Bug #39159 Timeout while server connects to cluster ("ndb_not_readonly.inc")
Submitted: 1 Sep 2008 15:08 Modified: 19 Sep 2009 19:32
Reporter: Joerg Bruehe Email Updates:
Status: No Feedback Impact on me:
None 
Category:Tests: Cluster Severity:S7 (Test Cases)
Version:Cluster 6.3.17 OS:Linux (RPM, SuSE 9, x86_64)
Assigned to: CPU Architecture:Any

[1 Sep 2008 15:08] Joerg Bruehe
Description:
Found while analysing the test failures of the 6.3.17 build:

We have 91 cases of tests aborting with this message:

=====
<<testname>> [ fail ]

mysqltest: In included file "./include/ndb_not_readonly.inc": At line 25: Failed while waiting for mysqld to come out of readonly mode

Stopping All Servers
=====

90 of them occurred on the SuSE9-x86_64-RPM platform,
1 on the RedHat3-IA64-RPM platform.

It happened in all 3 configurations ("cluster-gpl", "cluster-com", and "cluster-com-pro")
and in various runs ("ndb", "ndb+rpl_ndb+ps", "funcs1+ps", "partitions"

There are other failures related to this include file which I will report separately.

-----

Only some of these reports were followed by additional information:

Warnings from just before the error:
Error 1146 Table 'mysql.ndb_schema' doesn't exist
(Tests "ndb_storedproc_03", "ndb_restore_compat", "rpl_ndb_ddl", "rpl_ndb_delete_nowhere", "rpl_ndb_sp003", "rpl_ndb_trig004")

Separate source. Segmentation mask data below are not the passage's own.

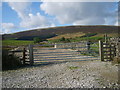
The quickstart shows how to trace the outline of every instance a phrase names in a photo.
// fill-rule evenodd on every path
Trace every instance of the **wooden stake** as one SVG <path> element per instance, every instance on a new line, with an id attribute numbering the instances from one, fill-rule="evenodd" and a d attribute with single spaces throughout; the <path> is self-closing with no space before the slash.
<path id="1" fill-rule="evenodd" d="M 102 41 L 99 41 L 99 54 L 100 54 L 101 61 L 104 61 L 104 57 L 103 57 L 103 42 Z"/>

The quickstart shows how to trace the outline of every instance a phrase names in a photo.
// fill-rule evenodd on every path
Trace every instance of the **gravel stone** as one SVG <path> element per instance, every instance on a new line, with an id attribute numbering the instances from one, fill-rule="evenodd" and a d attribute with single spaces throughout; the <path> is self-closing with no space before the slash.
<path id="1" fill-rule="evenodd" d="M 70 66 L 79 68 L 71 70 Z M 101 61 L 65 62 L 2 72 L 3 88 L 119 88 L 117 81 L 118 66 Z"/>

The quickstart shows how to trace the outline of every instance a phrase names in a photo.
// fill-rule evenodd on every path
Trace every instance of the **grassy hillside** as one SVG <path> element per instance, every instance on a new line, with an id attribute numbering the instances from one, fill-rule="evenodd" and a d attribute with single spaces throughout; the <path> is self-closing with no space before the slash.
<path id="1" fill-rule="evenodd" d="M 118 33 L 117 26 L 64 26 L 53 27 L 44 29 L 27 30 L 13 34 L 3 35 L 3 39 L 16 39 L 16 40 L 33 40 L 34 37 L 48 39 L 59 35 L 67 35 L 72 33 Z M 60 36 L 62 37 L 62 36 Z M 74 36 L 73 36 L 74 37 Z M 57 37 L 56 37 L 57 38 Z"/>
<path id="2" fill-rule="evenodd" d="M 57 43 L 57 42 L 80 42 L 80 41 L 92 41 L 97 42 L 98 40 L 104 40 L 103 33 L 72 33 L 72 34 L 63 34 L 58 35 L 53 38 L 49 38 L 49 42 Z M 117 33 L 108 33 L 108 38 L 115 37 Z M 65 38 L 66 40 L 62 41 L 61 38 Z"/>
<path id="3" fill-rule="evenodd" d="M 48 40 L 50 43 L 59 42 L 80 42 L 89 40 L 96 42 L 104 40 L 104 34 L 109 37 L 118 35 L 117 26 L 64 26 L 45 29 L 35 29 L 22 31 L 13 34 L 4 34 L 3 46 L 21 46 L 33 44 L 34 37 L 40 37 L 43 40 Z M 31 41 L 29 41 L 31 40 Z"/>
<path id="4" fill-rule="evenodd" d="M 85 35 L 85 33 L 82 33 L 82 32 L 68 33 L 68 34 L 62 34 L 62 35 L 58 35 L 58 36 L 55 36 L 55 37 L 52 37 L 52 38 L 48 38 L 47 40 L 55 40 L 55 39 L 60 39 L 62 37 L 65 37 L 65 38 L 75 38 L 75 37 L 80 37 L 80 36 L 83 36 L 83 35 Z"/>

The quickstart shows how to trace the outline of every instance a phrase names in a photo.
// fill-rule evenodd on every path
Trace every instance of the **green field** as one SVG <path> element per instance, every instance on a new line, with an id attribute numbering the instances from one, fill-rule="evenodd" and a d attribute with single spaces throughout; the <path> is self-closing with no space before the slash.
<path id="1" fill-rule="evenodd" d="M 3 46 L 22 46 L 22 45 L 29 45 L 33 44 L 33 41 L 26 41 L 26 40 L 3 40 Z"/>
<path id="2" fill-rule="evenodd" d="M 62 43 L 62 42 L 80 42 L 80 41 L 91 41 L 91 42 L 98 42 L 99 40 L 104 40 L 104 37 L 75 37 L 66 39 L 65 41 L 61 41 L 60 39 L 48 40 L 50 43 Z"/>

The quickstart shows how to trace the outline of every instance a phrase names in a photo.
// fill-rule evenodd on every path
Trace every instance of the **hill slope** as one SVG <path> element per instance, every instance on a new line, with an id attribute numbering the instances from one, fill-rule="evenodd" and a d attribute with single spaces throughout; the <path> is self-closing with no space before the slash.
<path id="1" fill-rule="evenodd" d="M 41 37 L 43 39 L 51 38 L 57 35 L 68 33 L 118 33 L 120 26 L 64 26 L 44 29 L 34 29 L 13 34 L 4 34 L 3 39 L 32 40 L 33 37 Z"/>

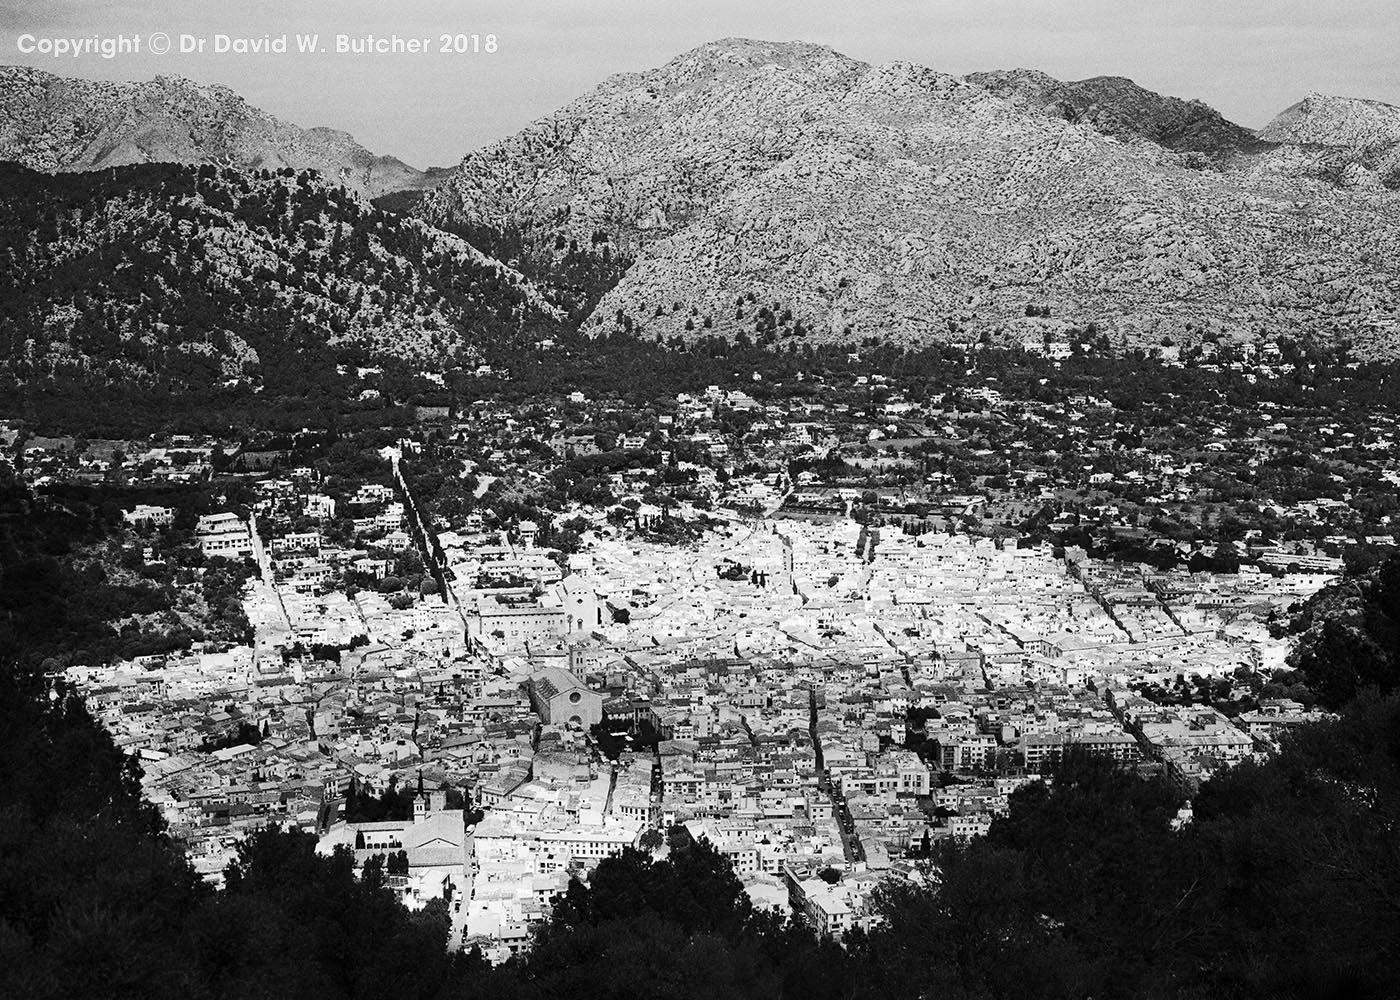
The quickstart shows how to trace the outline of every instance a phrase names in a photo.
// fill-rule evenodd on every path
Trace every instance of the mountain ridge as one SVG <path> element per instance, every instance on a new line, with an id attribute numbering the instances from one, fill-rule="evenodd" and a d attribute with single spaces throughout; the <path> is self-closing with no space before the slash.
<path id="1" fill-rule="evenodd" d="M 1158 94 L 1124 76 L 1066 81 L 1015 69 L 970 73 L 967 79 L 1069 121 L 1087 121 L 1105 135 L 1147 139 L 1174 152 L 1228 157 L 1269 146 L 1255 130 L 1226 120 L 1204 101 Z"/>
<path id="2" fill-rule="evenodd" d="M 1400 219 L 1374 172 L 1121 78 L 1059 84 L 1089 113 L 1046 113 L 1055 81 L 1015 76 L 708 43 L 473 151 L 415 210 L 635 257 L 591 330 L 1394 350 Z"/>
<path id="3" fill-rule="evenodd" d="M 1400 140 L 1400 107 L 1313 91 L 1279 112 L 1260 134 L 1273 142 L 1362 146 Z"/>
<path id="4" fill-rule="evenodd" d="M 366 197 L 439 176 L 375 155 L 348 132 L 284 122 L 219 84 L 85 80 L 28 66 L 0 66 L 0 159 L 49 173 L 152 162 L 311 168 Z"/>
<path id="5" fill-rule="evenodd" d="M 365 194 L 402 180 L 392 161 L 350 183 L 346 149 L 384 158 L 227 88 L 15 67 L 0 81 L 0 107 L 29 116 L 3 119 L 0 157 L 17 150 L 45 170 L 82 176 L 171 150 L 171 130 L 185 128 L 183 148 L 221 170 L 256 174 L 260 157 L 300 150 L 320 157 L 308 169 L 331 187 Z M 64 114 L 17 98 L 16 81 L 52 91 Z M 89 102 L 85 118 L 93 87 L 138 98 Z M 1312 95 L 1271 123 L 1282 142 L 1125 77 L 958 77 L 811 43 L 722 39 L 611 76 L 471 151 L 440 186 L 377 203 L 465 240 L 469 270 L 499 264 L 528 312 L 593 333 L 796 348 L 1041 344 L 1092 328 L 1121 345 L 1318 335 L 1390 356 L 1395 147 L 1357 122 L 1384 124 L 1395 109 L 1357 107 Z M 27 127 L 35 116 L 47 130 Z"/>
<path id="6" fill-rule="evenodd" d="M 1400 107 L 1363 97 L 1310 93 L 1281 111 L 1260 135 L 1321 149 L 1321 169 L 1342 181 L 1372 173 L 1400 190 Z"/>

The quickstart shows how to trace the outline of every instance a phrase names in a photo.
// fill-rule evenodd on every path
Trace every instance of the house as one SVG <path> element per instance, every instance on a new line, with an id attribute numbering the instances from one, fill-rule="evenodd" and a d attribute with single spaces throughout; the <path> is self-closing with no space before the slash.
<path id="1" fill-rule="evenodd" d="M 848 891 L 840 885 L 828 885 L 820 878 L 797 879 L 787 875 L 789 892 L 807 923 L 821 938 L 839 941 L 855 926 Z M 795 889 L 794 889 L 795 886 Z"/>
<path id="2" fill-rule="evenodd" d="M 195 526 L 195 537 L 206 556 L 243 559 L 253 554 L 252 536 L 237 514 L 205 514 Z"/>
<path id="3" fill-rule="evenodd" d="M 174 507 L 156 507 L 151 504 L 138 503 L 131 510 L 122 511 L 122 517 L 127 524 L 150 525 L 151 527 L 164 528 L 175 519 Z"/>
<path id="4" fill-rule="evenodd" d="M 335 499 L 323 493 L 311 493 L 302 501 L 301 512 L 318 521 L 335 517 Z"/>

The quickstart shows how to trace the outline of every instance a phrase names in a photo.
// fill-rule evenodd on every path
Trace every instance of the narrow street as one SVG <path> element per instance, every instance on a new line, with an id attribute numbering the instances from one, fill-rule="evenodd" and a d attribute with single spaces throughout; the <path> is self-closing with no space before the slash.
<path id="1" fill-rule="evenodd" d="M 852 864 L 864 861 L 865 848 L 861 846 L 860 838 L 856 836 L 855 820 L 851 818 L 851 811 L 846 805 L 846 799 L 832 784 L 831 776 L 826 773 L 826 759 L 822 756 L 822 741 L 817 733 L 817 689 L 815 687 L 808 688 L 807 697 L 811 711 L 808 732 L 811 733 L 812 749 L 816 751 L 817 756 L 817 789 L 831 801 L 831 812 L 836 820 L 836 829 L 841 835 L 841 852 L 845 855 L 846 861 Z"/>

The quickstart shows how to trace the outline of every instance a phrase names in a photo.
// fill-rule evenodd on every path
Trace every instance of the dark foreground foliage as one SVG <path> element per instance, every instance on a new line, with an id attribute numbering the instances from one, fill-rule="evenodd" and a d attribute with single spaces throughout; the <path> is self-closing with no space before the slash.
<path id="1" fill-rule="evenodd" d="M 1400 959 L 1400 700 L 1366 700 L 1264 765 L 1174 800 L 1097 761 L 1014 797 L 891 890 L 871 995 L 1385 997 Z"/>
<path id="2" fill-rule="evenodd" d="M 1400 556 L 1313 595 L 1292 623 L 1299 680 L 1335 708 L 1357 692 L 1400 686 Z"/>
<path id="3" fill-rule="evenodd" d="M 67 524 L 9 515 L 7 570 Z M 47 581 L 63 585 L 61 575 Z M 13 624 L 13 623 L 12 623 Z M 42 620 L 61 629 L 61 618 Z M 346 853 L 251 838 L 215 893 L 139 772 L 9 628 L 0 671 L 0 996 L 509 998 L 1389 997 L 1400 967 L 1400 698 L 1363 693 L 1266 764 L 1208 784 L 1180 830 L 1163 786 L 1071 758 L 984 839 L 890 884 L 847 947 L 755 912 L 707 845 L 629 851 L 573 885 L 497 969 L 446 950 Z"/>

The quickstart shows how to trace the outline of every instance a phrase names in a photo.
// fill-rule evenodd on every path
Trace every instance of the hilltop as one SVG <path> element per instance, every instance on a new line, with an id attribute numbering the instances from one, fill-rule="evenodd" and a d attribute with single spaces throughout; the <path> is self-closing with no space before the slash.
<path id="1" fill-rule="evenodd" d="M 1277 143 L 1321 147 L 1333 176 L 1353 181 L 1374 173 L 1400 189 L 1400 108 L 1357 97 L 1309 94 L 1260 132 Z"/>
<path id="2" fill-rule="evenodd" d="M 1377 175 L 1128 81 L 1047 81 L 727 39 L 468 155 L 413 210 L 523 256 L 631 262 L 593 331 L 1019 342 L 1093 324 L 1113 343 L 1307 333 L 1393 353 L 1400 201 Z"/>
<path id="3" fill-rule="evenodd" d="M 371 198 L 440 176 L 376 156 L 345 132 L 288 124 L 227 87 L 178 76 L 70 79 L 27 66 L 0 66 L 0 160 L 47 172 L 137 163 L 310 168 Z"/>
<path id="4" fill-rule="evenodd" d="M 1400 141 L 1400 108 L 1356 97 L 1309 94 L 1260 132 L 1269 142 L 1363 147 Z"/>

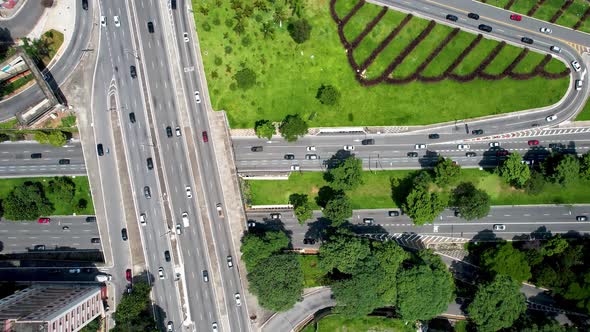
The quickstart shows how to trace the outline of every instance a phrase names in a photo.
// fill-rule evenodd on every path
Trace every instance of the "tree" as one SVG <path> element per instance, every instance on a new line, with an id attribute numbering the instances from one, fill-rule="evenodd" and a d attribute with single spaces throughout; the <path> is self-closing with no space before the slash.
<path id="1" fill-rule="evenodd" d="M 279 130 L 287 142 L 295 142 L 297 137 L 307 134 L 307 122 L 299 114 L 290 114 L 285 117 Z"/>
<path id="2" fill-rule="evenodd" d="M 414 181 L 414 188 L 406 197 L 403 209 L 412 218 L 414 224 L 424 225 L 432 222 L 444 210 L 445 205 L 442 195 L 430 192 L 426 186 L 417 186 Z"/>
<path id="3" fill-rule="evenodd" d="M 254 124 L 254 131 L 259 138 L 271 139 L 275 134 L 276 128 L 269 120 L 258 120 Z"/>
<path id="4" fill-rule="evenodd" d="M 344 193 L 332 197 L 324 208 L 324 216 L 330 219 L 332 226 L 338 227 L 352 217 L 352 204 Z"/>
<path id="5" fill-rule="evenodd" d="M 381 294 L 385 305 L 393 306 L 397 303 L 397 272 L 410 255 L 395 241 L 371 241 L 371 252 L 385 272 L 377 285 L 377 294 Z"/>
<path id="6" fill-rule="evenodd" d="M 289 196 L 289 203 L 293 205 L 293 210 L 295 211 L 295 215 L 300 224 L 303 225 L 306 220 L 311 219 L 313 216 L 311 202 L 307 195 L 291 194 Z"/>
<path id="7" fill-rule="evenodd" d="M 590 180 L 590 151 L 584 153 L 580 158 L 580 176 Z"/>
<path id="8" fill-rule="evenodd" d="M 340 100 L 340 92 L 333 85 L 322 84 L 315 97 L 324 105 L 336 105 Z"/>
<path id="9" fill-rule="evenodd" d="M 242 239 L 242 258 L 248 271 L 254 271 L 262 260 L 289 246 L 289 238 L 284 232 L 268 231 L 263 234 L 248 233 Z"/>
<path id="10" fill-rule="evenodd" d="M 50 8 L 53 6 L 53 0 L 41 0 L 41 6 L 45 8 Z"/>
<path id="11" fill-rule="evenodd" d="M 297 44 L 304 43 L 311 35 L 311 25 L 304 18 L 289 22 L 287 30 Z"/>
<path id="12" fill-rule="evenodd" d="M 262 23 L 262 27 L 260 28 L 260 32 L 262 32 L 262 36 L 264 39 L 275 39 L 275 27 L 274 23 L 271 21 Z"/>
<path id="13" fill-rule="evenodd" d="M 434 166 L 434 182 L 439 186 L 452 183 L 461 174 L 461 166 L 456 165 L 450 158 L 438 157 Z"/>
<path id="14" fill-rule="evenodd" d="M 531 278 L 531 268 L 526 260 L 526 255 L 520 250 L 514 249 L 512 244 L 508 242 L 484 251 L 481 262 L 488 271 L 507 275 L 518 282 Z"/>
<path id="15" fill-rule="evenodd" d="M 568 154 L 563 156 L 555 168 L 553 180 L 566 186 L 575 182 L 580 176 L 580 162 L 578 157 Z"/>
<path id="16" fill-rule="evenodd" d="M 55 130 L 49 133 L 49 144 L 53 145 L 53 146 L 64 146 L 68 140 L 66 137 L 66 134 L 64 134 L 62 131 L 60 130 Z"/>
<path id="17" fill-rule="evenodd" d="M 239 88 L 247 90 L 256 84 L 256 73 L 250 68 L 242 68 L 234 75 L 234 79 Z"/>
<path id="18" fill-rule="evenodd" d="M 295 255 L 273 255 L 263 259 L 248 273 L 248 281 L 262 307 L 285 311 L 301 298 L 303 270 Z"/>
<path id="19" fill-rule="evenodd" d="M 471 182 L 463 182 L 453 190 L 453 204 L 461 217 L 467 220 L 479 219 L 490 212 L 490 196 L 475 188 Z"/>
<path id="20" fill-rule="evenodd" d="M 527 164 L 522 163 L 522 156 L 518 152 L 511 153 L 498 171 L 506 182 L 517 188 L 524 187 L 531 178 L 531 169 Z"/>
<path id="21" fill-rule="evenodd" d="M 348 156 L 343 162 L 328 170 L 325 179 L 336 190 L 354 190 L 363 184 L 363 161 Z"/>
<path id="22" fill-rule="evenodd" d="M 553 256 L 564 252 L 569 247 L 567 240 L 562 238 L 560 234 L 555 235 L 541 247 L 541 255 Z"/>
<path id="23" fill-rule="evenodd" d="M 303 0 L 287 0 L 289 7 L 291 7 L 291 15 L 296 15 L 297 17 L 303 16 Z"/>
<path id="24" fill-rule="evenodd" d="M 49 181 L 48 191 L 59 200 L 71 202 L 76 194 L 76 184 L 67 176 L 56 176 Z"/>
<path id="25" fill-rule="evenodd" d="M 478 331 L 498 331 L 512 323 L 526 310 L 525 296 L 520 283 L 508 276 L 498 275 L 488 284 L 481 285 L 473 302 L 467 307 L 469 317 Z"/>
<path id="26" fill-rule="evenodd" d="M 531 171 L 531 177 L 526 182 L 524 186 L 524 190 L 529 195 L 537 195 L 543 192 L 543 187 L 545 187 L 545 176 L 539 172 Z"/>
<path id="27" fill-rule="evenodd" d="M 25 182 L 14 187 L 2 202 L 4 217 L 10 220 L 34 220 L 53 212 L 39 182 Z"/>
<path id="28" fill-rule="evenodd" d="M 39 144 L 49 144 L 49 135 L 43 131 L 35 132 L 33 138 L 35 141 L 39 142 Z"/>
<path id="29" fill-rule="evenodd" d="M 322 271 L 330 273 L 336 269 L 351 274 L 359 262 L 371 254 L 371 248 L 365 238 L 339 234 L 323 243 L 319 254 L 319 267 Z"/>
<path id="30" fill-rule="evenodd" d="M 113 314 L 119 331 L 154 331 L 155 322 L 150 310 L 151 287 L 145 281 L 133 285 L 133 292 L 123 294 L 117 311 Z"/>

Warnings from just before the error:
Error 1296 Got error 4009 'Cluster Failure' from NDB
Error 1296 Got error 157 'Unknown error code' from NDBCLUSTER
(Test "ndb_binlog_format")

The result from queries just before the failure was:
select * from mysql.ndb_apply_status;
More results from queries before failure can be found in /PATH/mysql-test/var/log/rpl_ndb_apply_status.log
(Test "rpl_ndb_apply_status")

The result from queries just before the failure was:
select * from mysql.ndb_apply_status;
More results from queries before failure can be found in /PATH/mysql-test/var/log/rpl_ndb_apply_status.log
Warnings from just before the error:
Error 1146 Table 'mysql.ndb_schema' doesn't exist
(Also test "rpl_ndb_apply_status", other config/run)

How to repeat:
This happened in a release build and its test runs.

Suggested fix:
Not really sure.

AIUI, this happens when 60 seconds (600 turns of a loop with a 0.1 s sleep) are not sufficient for the server to report successful execution of a command requiring access to NDB.

It would surprise me if this machine, and just this one, were so loaded that it could not set up that connection in time.
[19 Aug 2009 19:32] Sveta Smirnova
Joerg,

thank you for the report. Please provide information about how to repeat this. Probably link to pushbuild log would be enough.
[19 Sep 2009 23:00] Bugs System
No feedback was provided for this bug for over a month, so it is
being suspended automatically. If you are able to provide the
information that was originally requested, please do so and change
the status of the bug back to "Open".